What about my Club Z points?

Diehard Zellers shoppers fear their stash will be worthless if the chain gives way to Target

In the two weeks since the Hudson’s Bay Company said it would sell the leases on 220 Zellers stores to U.S. retail giant Target, one question has kept popping up among the bargain chain’s most devoted customers—when you collect loyalty points that are supposed to keep you coming back, what happens when it’s the store that goes away? As one regular shopper put it on an online consumer forum: “What’s going to happen to my Club Z points?”

Zellers was one of the first Canadian retailers to set up a points program to reward regular shoppers.
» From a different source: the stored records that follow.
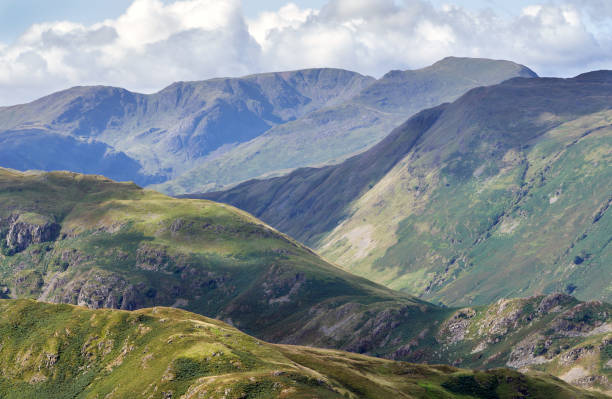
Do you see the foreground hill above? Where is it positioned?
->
[0,169,449,354]
[0,169,612,390]
[0,300,605,399]
[194,71,612,306]
[155,57,537,194]
[0,69,374,184]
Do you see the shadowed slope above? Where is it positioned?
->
[195,71,612,305]
[155,57,537,194]
[0,300,605,399]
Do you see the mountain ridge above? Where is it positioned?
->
[195,71,612,305]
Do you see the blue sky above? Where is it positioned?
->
[0,0,544,43]
[0,0,612,106]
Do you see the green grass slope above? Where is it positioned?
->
[200,71,612,306]
[157,57,537,195]
[0,300,605,399]
[426,294,612,393]
[0,169,448,355]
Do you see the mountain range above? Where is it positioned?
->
[192,71,612,306]
[0,58,535,194]
[0,57,612,399]
[0,169,612,391]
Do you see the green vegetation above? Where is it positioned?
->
[197,71,612,306]
[151,57,536,195]
[0,300,605,399]
[0,169,448,355]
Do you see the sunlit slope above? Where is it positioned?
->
[0,300,604,399]
[155,57,537,194]
[202,71,612,306]
[0,169,447,354]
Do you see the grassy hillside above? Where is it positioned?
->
[426,294,612,393]
[0,300,605,399]
[0,169,448,354]
[0,68,374,184]
[200,71,612,306]
[154,57,536,194]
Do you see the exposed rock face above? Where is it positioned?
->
[51,271,146,310]
[6,216,61,253]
Some diehard Zellers shoppers have racked up millions of points and fear their stash will be worthless if the chain disappears from the retail landscape.
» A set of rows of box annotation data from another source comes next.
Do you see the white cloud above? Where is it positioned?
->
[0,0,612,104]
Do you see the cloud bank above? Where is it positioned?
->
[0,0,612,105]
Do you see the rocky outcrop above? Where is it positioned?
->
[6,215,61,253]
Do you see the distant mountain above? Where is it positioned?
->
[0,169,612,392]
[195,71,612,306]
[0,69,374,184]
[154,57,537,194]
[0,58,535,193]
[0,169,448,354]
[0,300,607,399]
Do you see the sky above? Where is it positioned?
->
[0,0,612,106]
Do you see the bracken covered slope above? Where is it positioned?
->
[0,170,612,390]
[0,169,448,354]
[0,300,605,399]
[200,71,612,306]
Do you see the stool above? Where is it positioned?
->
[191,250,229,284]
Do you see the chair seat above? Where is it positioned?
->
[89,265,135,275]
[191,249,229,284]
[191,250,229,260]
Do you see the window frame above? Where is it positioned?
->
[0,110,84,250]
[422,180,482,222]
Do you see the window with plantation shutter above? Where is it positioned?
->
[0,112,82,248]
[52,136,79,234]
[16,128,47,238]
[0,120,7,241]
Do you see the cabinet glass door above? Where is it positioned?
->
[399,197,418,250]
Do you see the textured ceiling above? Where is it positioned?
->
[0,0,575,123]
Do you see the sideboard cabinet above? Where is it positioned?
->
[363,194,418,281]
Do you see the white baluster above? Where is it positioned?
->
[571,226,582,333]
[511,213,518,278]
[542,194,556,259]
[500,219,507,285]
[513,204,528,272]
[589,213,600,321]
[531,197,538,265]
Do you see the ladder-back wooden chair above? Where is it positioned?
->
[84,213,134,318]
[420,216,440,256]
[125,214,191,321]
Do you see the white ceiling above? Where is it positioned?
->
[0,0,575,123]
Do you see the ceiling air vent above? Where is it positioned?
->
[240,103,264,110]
Not so, says HBC spokeswoman Freda Colbourne. For one, Club Z points, like HBC Rewards points, are good at the company’s other chains—the Bay, Home Outfitters and Fields. After the handover, there will still be some Zellers stores left, too, though it’s not known right now which ones will survive. Besides, for at least the next year nothing will change. After that, Colbourne promises HBC will give six months notice before any Zellers stores are shut. “People can continue to accumulate and use all of their rewards points,” she says. “We’ll be looking at some approach that’s going to be very fair, should we need to.”
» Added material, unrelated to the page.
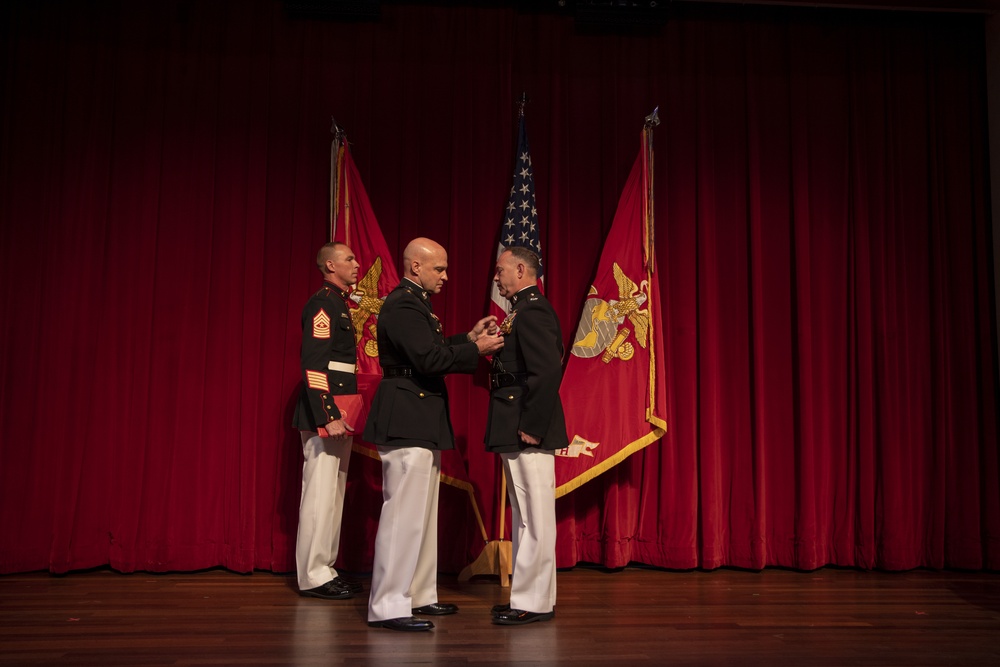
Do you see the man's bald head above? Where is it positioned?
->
[403,237,448,294]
What are the options? For now HBC won’t say. Niraj Dawar, a marketing professor at the Richard Ivey School of Business at the University of Western Ontario, says for HBC to retain customers after Target arrives it needs to stress that Club Z points are good at the company’s other chains. To do that, he says, HBC may choose to bolster the value of existing points.

Still, the changes at Zellers show why it doesn’t pay to hold points for long. People may enjoy accumulating millions of points as a “status symbol,” says Dawar. But points tend to be devalued over time. “There are risks customers bear by sitting on them,” he says. “The currency could be revalued at any time, and, as with Zellers, there’s no guarantee the company is going to be around forever.” In other words, get out there and redeem.

[Photo by racineur]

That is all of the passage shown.